Bengt Richter bokr at oz.net
Sat Sep 28 14:03:57 EDT 2002


On Thu, 26 Sep 2002 11:39:04 -0400, Tim Peters <tim.one at comcast.net> wrote:

>[Robert Oschler]
>> Having written _many_ state machines in my life, which async programming
>> boils down to in one form or another, I feel it depends on the task.
>> ...
>> Contrast this with a simple procedure call where a linear series of
>> function calls are made, each with appropriate error handling and status
>> adjustment, in a pleasant centrally located manner.
>
>[Thomas Heller]
>> I wonder if generators can come to a rescue here?
>
>Absolutely.  Read the start of PEP 255.
>
>> Still trying to get them into my head...
>
>Think of them as resumable functions.  You're familiar with functions that
>remember their own data state across calls, via abusing globals, or via
>declaring private static vrbls, in C.  Methods on objects often do the same
>by stuffing their state into instance attributes between calls.  A generator
>remembers its data state across resumptions simply by virtue of that its
>local variables don't vanish, and also remembers its control-flow state
>across resumptions.  Remembering local data state by magic is a real
>convenience, but can be simulated in many other ways with reasonable effort;
>it's the ability to remember and restore control-flow state by magic that
>can make generators more than merely convenient.
>
Any thoughts on defining the next method with a generic *args optional arg list
and making it visible to an executing generator function g as g.__args__ ?

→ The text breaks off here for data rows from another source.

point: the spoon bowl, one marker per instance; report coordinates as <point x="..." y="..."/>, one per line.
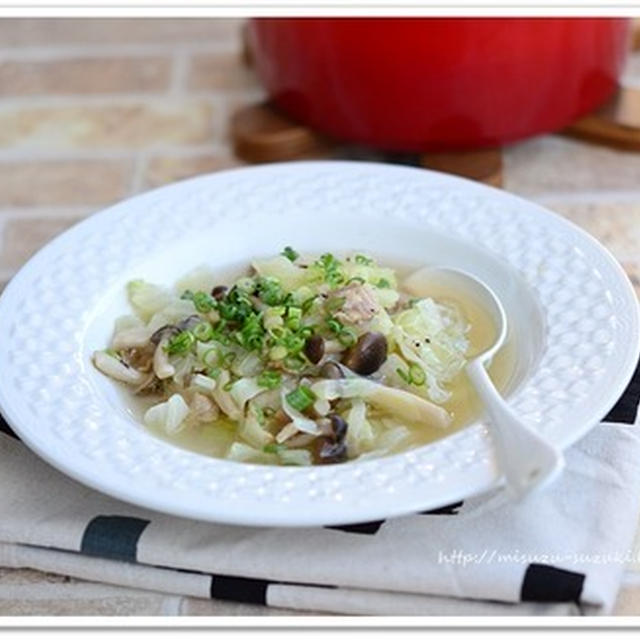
<point x="527" y="460"/>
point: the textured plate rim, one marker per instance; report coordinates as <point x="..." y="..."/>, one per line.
<point x="476" y="481"/>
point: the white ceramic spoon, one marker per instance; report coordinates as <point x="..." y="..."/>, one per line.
<point x="527" y="460"/>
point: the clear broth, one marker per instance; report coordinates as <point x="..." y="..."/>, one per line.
<point x="464" y="406"/>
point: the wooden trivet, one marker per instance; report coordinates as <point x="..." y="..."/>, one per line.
<point x="615" y="124"/>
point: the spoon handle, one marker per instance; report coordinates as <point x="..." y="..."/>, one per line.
<point x="527" y="460"/>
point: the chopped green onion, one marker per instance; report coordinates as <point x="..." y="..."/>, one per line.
<point x="269" y="291"/>
<point x="203" y="302"/>
<point x="301" y="398"/>
<point x="347" y="337"/>
<point x="290" y="254"/>
<point x="180" y="344"/>
<point x="331" y="269"/>
<point x="227" y="358"/>
<point x="308" y="303"/>
<point x="360" y="259"/>
<point x="294" y="362"/>
<point x="211" y="356"/>
<point x="294" y="315"/>
<point x="335" y="303"/>
<point x="246" y="284"/>
<point x="278" y="352"/>
<point x="306" y="332"/>
<point x="213" y="372"/>
<point x="416" y="373"/>
<point x="203" y="331"/>
<point x="270" y="379"/>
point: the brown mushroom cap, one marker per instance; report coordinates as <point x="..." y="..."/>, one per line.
<point x="314" y="349"/>
<point x="368" y="354"/>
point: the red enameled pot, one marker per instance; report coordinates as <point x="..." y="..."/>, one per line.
<point x="415" y="84"/>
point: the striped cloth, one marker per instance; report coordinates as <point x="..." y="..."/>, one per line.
<point x="560" y="552"/>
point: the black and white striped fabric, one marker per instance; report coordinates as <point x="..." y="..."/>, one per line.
<point x="561" y="551"/>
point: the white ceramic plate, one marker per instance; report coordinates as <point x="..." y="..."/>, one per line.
<point x="573" y="310"/>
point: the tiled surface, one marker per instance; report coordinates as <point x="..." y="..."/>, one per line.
<point x="92" y="111"/>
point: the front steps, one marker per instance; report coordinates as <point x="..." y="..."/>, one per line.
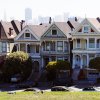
<point x="75" y="74"/>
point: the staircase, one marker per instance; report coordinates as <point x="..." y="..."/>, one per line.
<point x="75" y="74"/>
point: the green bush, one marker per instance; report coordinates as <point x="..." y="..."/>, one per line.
<point x="54" y="66"/>
<point x="17" y="63"/>
<point x="95" y="63"/>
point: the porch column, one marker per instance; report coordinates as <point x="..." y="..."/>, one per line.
<point x="56" y="45"/>
<point x="42" y="62"/>
<point x="19" y="47"/>
<point x="26" y="47"/>
<point x="87" y="60"/>
<point x="87" y="43"/>
<point x="73" y="61"/>
<point x="95" y="42"/>
<point x="63" y="46"/>
<point x="81" y="61"/>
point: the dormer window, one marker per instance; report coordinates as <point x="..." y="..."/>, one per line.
<point x="54" y="32"/>
<point x="27" y="35"/>
<point x="86" y="29"/>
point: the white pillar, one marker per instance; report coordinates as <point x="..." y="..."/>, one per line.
<point x="81" y="61"/>
<point x="87" y="60"/>
<point x="26" y="47"/>
<point x="87" y="43"/>
<point x="73" y="61"/>
<point x="95" y="42"/>
<point x="42" y="62"/>
<point x="63" y="46"/>
<point x="19" y="47"/>
<point x="56" y="45"/>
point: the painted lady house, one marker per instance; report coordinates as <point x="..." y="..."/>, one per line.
<point x="86" y="42"/>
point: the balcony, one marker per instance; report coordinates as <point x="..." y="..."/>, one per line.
<point x="53" y="52"/>
<point x="85" y="50"/>
<point x="34" y="55"/>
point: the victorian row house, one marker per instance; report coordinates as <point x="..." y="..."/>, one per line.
<point x="46" y="42"/>
<point x="71" y="40"/>
<point x="86" y="42"/>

g.__args__ would then just be () for current usage, and could be
backwards-compatibly ignored as desired.

I'm thinking it would, e.g., provide a channel to pass messages etc to
a running task-implemented-as-generator.

Or you could pass control info to a tokenizer, e.g. telling it to back up
one and switch to profuse-info mode before yielding again, or whatever.

Another thought is to pass optional return args in the args tuple attribute
of the StopException object. This could be used variously, but might be used
to return a final result from a child task, where ordinary yields might be
reserved for control info for a dispatcher. Or it could be used to distinguish
exceptional return conditions without using other exceptions. Etc., etc.

This could also be reverse-compatibly ignored, but I think the two thoughts above
could open up a lot of possiblilities. Perhaps they have both been discussed before?